Audio Events And Traces
Audio workflows are event-heavy because they cross model output, provider calls, artifacts, playback, transcript projection, and branch history.
Use typed events for application behavior. Use traces and struct samples for local diagnostics.
Event Families
| Family | Examples | Use it for |
|---|---|---|
| User transcript events | transcript delta, completed, failed | Show or persist realtime input transcripts. |
| Assistant audio output events | output started, text pushed, segment, chunk, artifact, playback, completed, failed | Track final-text TTS and playback flow. |
| Tool/function events | tool start, args, result, end, custom tool progress | Understand realtime tool execution and audio-adjacent tool work. |
| Struct audio samples | playout, queue depth, underrun, diagnostic samples | Local low-overhead audio pipeline diagnostics. |
Assistant audio event type names are listed in the Events Reference. Prefer typed handling over hand-written JSON field assumptions.
Live Events Vs Durable History
Not every audio event should become branch history.

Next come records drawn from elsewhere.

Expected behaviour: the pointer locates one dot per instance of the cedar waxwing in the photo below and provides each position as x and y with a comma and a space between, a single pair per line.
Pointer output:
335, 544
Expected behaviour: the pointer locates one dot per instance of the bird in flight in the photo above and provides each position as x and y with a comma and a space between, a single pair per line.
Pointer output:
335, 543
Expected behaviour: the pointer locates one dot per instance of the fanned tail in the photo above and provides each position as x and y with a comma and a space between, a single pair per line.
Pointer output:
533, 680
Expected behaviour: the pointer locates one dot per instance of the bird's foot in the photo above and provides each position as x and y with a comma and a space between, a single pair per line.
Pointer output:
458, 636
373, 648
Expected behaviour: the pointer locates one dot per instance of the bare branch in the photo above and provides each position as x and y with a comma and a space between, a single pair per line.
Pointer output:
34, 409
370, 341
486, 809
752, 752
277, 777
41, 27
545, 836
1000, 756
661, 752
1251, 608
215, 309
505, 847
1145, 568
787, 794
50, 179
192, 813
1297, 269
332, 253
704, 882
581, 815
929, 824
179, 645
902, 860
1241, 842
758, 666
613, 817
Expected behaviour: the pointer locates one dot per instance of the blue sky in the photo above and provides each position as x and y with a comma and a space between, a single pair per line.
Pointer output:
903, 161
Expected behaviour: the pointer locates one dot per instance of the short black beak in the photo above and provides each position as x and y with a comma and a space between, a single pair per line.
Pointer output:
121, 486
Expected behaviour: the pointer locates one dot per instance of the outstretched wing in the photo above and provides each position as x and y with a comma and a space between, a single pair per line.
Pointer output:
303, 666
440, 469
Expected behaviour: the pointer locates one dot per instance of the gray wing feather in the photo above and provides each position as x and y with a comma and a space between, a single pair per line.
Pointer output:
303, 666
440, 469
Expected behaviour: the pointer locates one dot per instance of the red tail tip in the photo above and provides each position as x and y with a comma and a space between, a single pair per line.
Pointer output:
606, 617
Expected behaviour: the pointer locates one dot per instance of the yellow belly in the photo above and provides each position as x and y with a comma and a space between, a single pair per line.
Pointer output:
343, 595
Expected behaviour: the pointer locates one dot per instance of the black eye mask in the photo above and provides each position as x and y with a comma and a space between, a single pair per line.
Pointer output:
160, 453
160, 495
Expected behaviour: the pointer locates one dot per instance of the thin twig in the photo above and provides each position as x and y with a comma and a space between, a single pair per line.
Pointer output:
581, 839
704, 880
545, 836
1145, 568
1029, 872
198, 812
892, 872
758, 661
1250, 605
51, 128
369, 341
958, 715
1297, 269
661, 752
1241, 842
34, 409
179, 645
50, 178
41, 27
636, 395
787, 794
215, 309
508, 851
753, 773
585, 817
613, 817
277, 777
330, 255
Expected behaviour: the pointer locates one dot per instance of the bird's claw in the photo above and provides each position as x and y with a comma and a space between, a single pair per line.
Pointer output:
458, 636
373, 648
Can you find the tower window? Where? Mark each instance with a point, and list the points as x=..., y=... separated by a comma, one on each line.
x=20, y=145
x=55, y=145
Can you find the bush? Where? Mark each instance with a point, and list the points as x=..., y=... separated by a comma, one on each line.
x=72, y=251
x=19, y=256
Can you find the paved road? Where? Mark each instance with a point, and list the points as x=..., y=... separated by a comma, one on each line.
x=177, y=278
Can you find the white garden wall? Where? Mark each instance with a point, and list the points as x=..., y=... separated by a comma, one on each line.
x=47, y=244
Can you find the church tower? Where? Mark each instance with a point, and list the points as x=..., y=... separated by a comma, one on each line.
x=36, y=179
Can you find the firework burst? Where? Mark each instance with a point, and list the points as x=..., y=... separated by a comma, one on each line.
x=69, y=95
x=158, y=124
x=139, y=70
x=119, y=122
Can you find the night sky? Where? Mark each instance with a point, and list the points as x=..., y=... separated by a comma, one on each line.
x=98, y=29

| Data | Usual destination |
|---|---|
| Transcript text | Branch history when committed. |
| Assistant text | Branch history as the primary assistant result. |
| Assistant audio artifact | IContentStore when artifact capture is enabled. |
| Playback progress | Live event stream or trace. |
| Queue depth and underrun samples | Local struct-event observers or diagnostics. |
| Raw input audio | Explicit app storage only. |
This split keeps replay useful without quietly turning every run into a raw-media archive.
Mixed Input Correlation
When a user message contains both text and audio, audio input metadata records the original content index for each detected media item. Use that index to correlate UI attachments, uploaded content, transcripts, and runtime metadata without guessing from display order.
Committed transcript metadata records the transcript text, provider key, route decision, topology, and response ownership when available. Assistant audio output events are separate: they describe synthesized or provider-owned assistant audio, not the user's input transcript.
Assistant Audio Output Flow
Final-text TTS emits events around the assistant audio output flow:
- the assistant text is available,
- synthesis starts,
- segments or chunks may be produced,
- an artifact may be stored,
- playback may queue, progress, complete, or fail,
- the output flow completes or falls back to text-only.
Playback truth is intentionally conservative. A queued artifact is not proof that the user heard the audio.
Struct Samples
Audio struct samples are process-local diagnostics. They are useful when code in the same process needs low-overhead observations such as playback queue depth or underruns.
They are not the same thing as normal AgentEvent streaming. If you need a client, host, or persisted report to see something, emit or bridge a regular agent event or artifact.
Testing
For event-driven audio tests:
- subscribe before
RunAsync, - capture typed events into a list,
- assert event type, session id, branch id, response id, output flow id, and ordering,
- test text-only fallback paths as well as successful synthesis,
- test playback truth separately from synthesis truth.